Partitioning for analytics dashboards in Postgres
Setting up
partitioning
from day one only requires a few extra steps. First, you're going to declare
your table from above metric
or event
to be ready for partitioning by one
additional clause. Then we'll use pg_partman
to help manage our partitions for
us.
CREATE TABLE metric (
id uuid,
customer_id uuid,
system_id uuid,
metric_id uuid,
occurred_at timestamptz,
value numeric(22,2)
)
PARTITION BY RANGE (occurred_at)
;
SELECT partman.create_parent(
'public.metric',
'thetime',
'native',
'daily',
p_start_partition := (now() - interval '10 days')::date::text
);
Next, determine our retention. In our case we're retaining just over 30 days of metrics so we set it at 31 days or retention:
UPDATE partman.part_config SET retention = '30 days' WHERE parent_table = 'public.metric';
Our result in our database now looks similar to the below. Note we've used
metric_point
as we have a small lookup table that defines the metric
itself:
public | metric_point | partitioned table | application
public | metric_point_20230509 | table | application
public | metric_point_20230510 | table | application
public | metric_point_20230511 | table | application
public | metric_point_20230512 | table | application
public | metric_point_20230513 | table | application
Looking at our own metrics at Crunchy Data
Let's take a quick moment and summarize our own setup as it stands today and what is coming next.

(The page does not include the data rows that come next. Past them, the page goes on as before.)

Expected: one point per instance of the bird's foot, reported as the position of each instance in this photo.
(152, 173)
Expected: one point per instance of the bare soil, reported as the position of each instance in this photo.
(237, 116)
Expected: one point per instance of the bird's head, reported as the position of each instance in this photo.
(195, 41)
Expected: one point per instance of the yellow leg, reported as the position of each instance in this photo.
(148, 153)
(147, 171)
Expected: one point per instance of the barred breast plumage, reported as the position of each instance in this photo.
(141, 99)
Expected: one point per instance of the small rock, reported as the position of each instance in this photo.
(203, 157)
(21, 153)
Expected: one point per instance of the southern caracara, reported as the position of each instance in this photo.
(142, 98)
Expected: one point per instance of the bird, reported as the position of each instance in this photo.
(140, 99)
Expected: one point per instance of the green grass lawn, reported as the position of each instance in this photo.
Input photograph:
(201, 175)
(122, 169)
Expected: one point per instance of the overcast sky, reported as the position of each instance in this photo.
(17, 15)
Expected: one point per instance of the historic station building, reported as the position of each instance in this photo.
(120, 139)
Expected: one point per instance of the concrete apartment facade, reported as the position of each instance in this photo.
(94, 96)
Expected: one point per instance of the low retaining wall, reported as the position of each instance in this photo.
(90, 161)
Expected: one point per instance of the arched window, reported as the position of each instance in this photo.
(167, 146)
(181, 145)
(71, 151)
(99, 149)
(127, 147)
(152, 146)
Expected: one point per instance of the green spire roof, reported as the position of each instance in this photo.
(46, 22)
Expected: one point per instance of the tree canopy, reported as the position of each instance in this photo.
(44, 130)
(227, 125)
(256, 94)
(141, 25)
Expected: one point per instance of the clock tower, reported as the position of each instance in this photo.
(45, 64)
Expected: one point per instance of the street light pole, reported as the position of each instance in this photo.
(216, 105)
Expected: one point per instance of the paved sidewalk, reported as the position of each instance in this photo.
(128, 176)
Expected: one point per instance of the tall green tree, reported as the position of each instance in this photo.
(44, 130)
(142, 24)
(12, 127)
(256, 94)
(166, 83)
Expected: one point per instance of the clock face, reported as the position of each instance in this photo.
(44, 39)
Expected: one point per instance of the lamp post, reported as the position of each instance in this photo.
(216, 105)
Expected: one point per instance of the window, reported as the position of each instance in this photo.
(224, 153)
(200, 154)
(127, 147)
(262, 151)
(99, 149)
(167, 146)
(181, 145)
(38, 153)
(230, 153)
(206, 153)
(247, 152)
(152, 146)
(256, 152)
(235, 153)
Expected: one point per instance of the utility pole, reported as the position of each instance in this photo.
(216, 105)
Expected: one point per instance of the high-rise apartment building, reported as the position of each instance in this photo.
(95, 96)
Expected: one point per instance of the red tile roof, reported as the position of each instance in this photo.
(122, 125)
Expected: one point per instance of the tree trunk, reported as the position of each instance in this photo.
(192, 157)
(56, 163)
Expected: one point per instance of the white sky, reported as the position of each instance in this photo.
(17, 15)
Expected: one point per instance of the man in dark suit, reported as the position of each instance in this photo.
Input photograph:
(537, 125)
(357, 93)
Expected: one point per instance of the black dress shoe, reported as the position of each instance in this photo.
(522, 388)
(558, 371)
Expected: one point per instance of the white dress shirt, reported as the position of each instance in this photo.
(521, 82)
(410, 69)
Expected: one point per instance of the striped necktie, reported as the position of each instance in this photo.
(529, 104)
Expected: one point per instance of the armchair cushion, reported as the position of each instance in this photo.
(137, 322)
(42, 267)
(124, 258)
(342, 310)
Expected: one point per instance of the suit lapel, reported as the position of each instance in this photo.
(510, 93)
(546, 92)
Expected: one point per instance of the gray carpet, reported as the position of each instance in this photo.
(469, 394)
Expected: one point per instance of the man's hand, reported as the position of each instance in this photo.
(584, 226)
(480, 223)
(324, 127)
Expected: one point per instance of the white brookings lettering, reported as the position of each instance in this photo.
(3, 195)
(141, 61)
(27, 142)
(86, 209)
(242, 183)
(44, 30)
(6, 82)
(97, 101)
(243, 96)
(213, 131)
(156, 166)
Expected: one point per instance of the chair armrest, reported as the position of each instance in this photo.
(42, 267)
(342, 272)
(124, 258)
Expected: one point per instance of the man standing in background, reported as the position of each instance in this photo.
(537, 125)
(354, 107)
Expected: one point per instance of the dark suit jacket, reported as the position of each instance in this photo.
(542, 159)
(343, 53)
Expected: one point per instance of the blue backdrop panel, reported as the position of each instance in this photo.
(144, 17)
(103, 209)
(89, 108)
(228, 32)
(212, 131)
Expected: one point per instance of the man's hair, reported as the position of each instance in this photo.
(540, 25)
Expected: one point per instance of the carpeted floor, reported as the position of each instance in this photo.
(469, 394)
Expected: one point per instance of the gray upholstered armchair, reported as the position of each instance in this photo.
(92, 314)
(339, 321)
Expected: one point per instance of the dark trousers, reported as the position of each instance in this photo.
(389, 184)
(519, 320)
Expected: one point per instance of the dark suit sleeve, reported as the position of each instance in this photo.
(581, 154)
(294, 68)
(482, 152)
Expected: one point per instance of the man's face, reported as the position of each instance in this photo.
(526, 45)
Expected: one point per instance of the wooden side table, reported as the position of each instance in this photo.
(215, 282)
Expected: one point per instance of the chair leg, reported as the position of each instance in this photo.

Today, our metrics run in a Crunchy Bridge Standard-8 plan running in us-east on AWS with 500GB of storage, which comes in at $190 a month. Our schema is similar to the above:
- A lookup table for the types of metrics
- Daily partitions for the metrics
- Indexes on customer id, cluster id, metric id
- Current ingest of 50m events per day
- Connection to system of record via foreign data wrapper
Going forward our next steps are:
- Incremental roll-ups leveraging pg_cron
- Hyperloglog for composable unique aggregation
What about performance?
As we mention briefly above, we are ingesting 50 million events per day. We admit this isn't earth shattering, but for the sizing of the system and current optimizations (as mostly lack of heavy investment thus far) we're quite pleased. CPU load on the system is hanging around a low single digit percentage most of the time.
What about querying and the user experience?
- A query for a single day of metrics for a specific cluster returns in right around 1.5ms.
- Querying 10 days worth of metrics for a cluster returns in roughly 30-50ms.
- A full 30 days view of metrics for a specific customer is around 100ms.
For dash-boarding for our customers, all of the above is well within an acceptable range. With future optimizations at the ready to ensure both higher ingest as well as improvements to responsiveness of dashboards, we are resting easy with Postgres for many years to come.
Can Postgres handle analytics? Well it definitely does for us.